I completed my PhD in 2012. My research area is on Data Warehouse (DW) domain. In specific, I’m delving the problems of ETL processes in DW systems that one of the major tasks in DW systems development. ETL processes modeling stress the need to document the mapping between sources attributes to the target attributes in order to facilitate the DW transformation process, but usually fail to offer methods to define and identify correspond requirements that refers to the particular data sources. Moreover, it takes for granted that requirements have already been analyzed and documented according to the organization's business goals. If these requirements have not been analyzed and documented properly, how do we first identify them unambiguously and know when they all completely specify? How those requirements are able to specify and establish the ETL process specification and finally ensure the transformation processes in ETL will meets the real needs of organizations. Therefore, the problems underlie on these questions can be identified in two: i) defining and maintaining the ETL process specification, and ii) semantic heterogeneity problems in heterogeneous data sources.
The problems related to the definition and maintenance of the data transformation specifications is one of the big challenges either in enterprise application integration (EAI), enterprise information integration (EII) or DW system integration. This is because data transformation nature is application-driven not data-driven. The problem with application-driven is when the user requirements or the data source changes, the transformation mechanism such as filtering, conversion, aggregation and merging needs to be updated accordingly. These tasks are error-prone and time consuming in maintaining the data transformation processes. Hence the data transformation activities are important in ETL processes, thus the appropriate requirement model for ETL processes need to be provided in order to adequately represent the information requirements of DW with the actual information supplied (data sources) for successful DW system development. Therefore, a suitable requirement analysis method needs to be developed for DW contents, which are closely related to the information required by decision-making process.
Since the requirement analysis activities will define and document what users want as clearly and completely as possible, it is crucial to ensure the consistency reconciliation of data sources and information needs to be tackled together. However, this task will be forced by the nature issues of data sources semantic heterogeneity. The semantic heterogeneity is the problems occurs during the data transformation (i.e. from data sources to data targets) and can be categorized as: i) conflict at data schema levels; and ii) conflict in data at instances level (data value). Generally, three major problems in data integration have been identified as syntactic, structural and semantic. The syntactic heterogeneity refers to the differences in presenting the information item in disparate data sources. The structural heterogeneity refers to the situation where the identical information store as different structure in disparate data sources, whereas the semantic heterogeneity always refers to the conflict of meaning between information items whether in attributes name or value (instances).

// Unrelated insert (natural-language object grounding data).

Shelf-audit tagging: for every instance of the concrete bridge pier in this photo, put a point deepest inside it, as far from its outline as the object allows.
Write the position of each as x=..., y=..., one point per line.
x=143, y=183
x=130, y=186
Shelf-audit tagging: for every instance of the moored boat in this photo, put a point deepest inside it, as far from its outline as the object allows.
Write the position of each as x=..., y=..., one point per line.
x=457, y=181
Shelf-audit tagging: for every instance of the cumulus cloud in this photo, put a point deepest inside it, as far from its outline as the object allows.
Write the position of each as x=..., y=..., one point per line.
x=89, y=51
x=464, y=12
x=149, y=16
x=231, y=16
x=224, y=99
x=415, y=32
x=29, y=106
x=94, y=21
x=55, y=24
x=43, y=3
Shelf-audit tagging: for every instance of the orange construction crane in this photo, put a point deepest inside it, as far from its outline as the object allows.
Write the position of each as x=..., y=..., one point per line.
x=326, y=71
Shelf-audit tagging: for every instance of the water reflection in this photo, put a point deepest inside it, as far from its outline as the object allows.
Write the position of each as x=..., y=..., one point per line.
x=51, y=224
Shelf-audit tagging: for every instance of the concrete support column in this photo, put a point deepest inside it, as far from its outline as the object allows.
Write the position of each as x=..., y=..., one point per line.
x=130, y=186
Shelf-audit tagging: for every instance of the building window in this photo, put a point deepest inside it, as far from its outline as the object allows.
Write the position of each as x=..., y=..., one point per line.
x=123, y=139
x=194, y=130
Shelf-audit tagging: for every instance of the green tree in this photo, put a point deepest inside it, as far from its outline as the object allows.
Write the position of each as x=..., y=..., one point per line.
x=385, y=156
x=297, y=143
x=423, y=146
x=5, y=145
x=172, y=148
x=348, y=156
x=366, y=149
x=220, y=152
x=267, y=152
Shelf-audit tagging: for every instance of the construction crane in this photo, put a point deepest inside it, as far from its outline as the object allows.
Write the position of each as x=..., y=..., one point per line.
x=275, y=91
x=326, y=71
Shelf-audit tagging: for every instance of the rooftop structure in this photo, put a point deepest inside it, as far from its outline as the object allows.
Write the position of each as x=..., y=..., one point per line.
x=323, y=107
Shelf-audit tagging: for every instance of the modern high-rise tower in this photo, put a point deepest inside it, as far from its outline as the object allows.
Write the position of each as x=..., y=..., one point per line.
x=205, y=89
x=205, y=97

Normally, the type of semantic heterogeneity can be identified as synonyms or homonyms. Synonym is about two information with different meanings referred to the same name, meanwhile, homonym is otherwise. The well-defined and understanding semantic of data sources is very essential for semantic reconciliation and avoiding terminology inconsistencies in information sharing environments. This will avoid the confusion on understanding of filename and definitions and preserved the autonomy of data owners. The semantics of information items will be well accepted in data interchanged across the enterprise and ultimately easier the execution of ETL processes. Therefore, the ETL process model will be guided by the semantics of business requirements, which consider the semantic heterogeneity problems at the requirement modeling level. The conceptual design of ETL processes will be capturing the agreed-upon semantics of business requirements that was agreeable with the available data sources and the goal of DW system. Consequently, the requirement engineering model that focuses on the analysis method will be explored and presented in order to overcome these problems.
My works were motivated by the researches of Alkis Simitsis on modeling and designing the ETL processes in DW environments and Paolo Giorgini on Requirements Analysis for DW by using Goal-oriented approach.
The problems related to the definition and maintenance of the data transformation specifications is one of the big challenges either in enterprise application integration (EAI), enterprise information integration (EII) or DW system integration. This is because data transformation nature is application-driven not data-driven. The problem with application-driven is when the user requirements or the data source changes, the transformation mechanism such as filtering, conversion, aggregation and merging needs to be updated accordingly. These tasks are error-prone and time consuming in maintaining the data transformation processes. Hence the data transformation activities are important in ETL processes, thus the appropriate requirement model for ETL processes need to be provided in order to adequately represent the information requirements of DW with the actual information supplied (data sources) for successful DW system development. Therefore, a suitable requirement analysis method needs to be developed for DW contents, which are closely related to the information required by decision-making process.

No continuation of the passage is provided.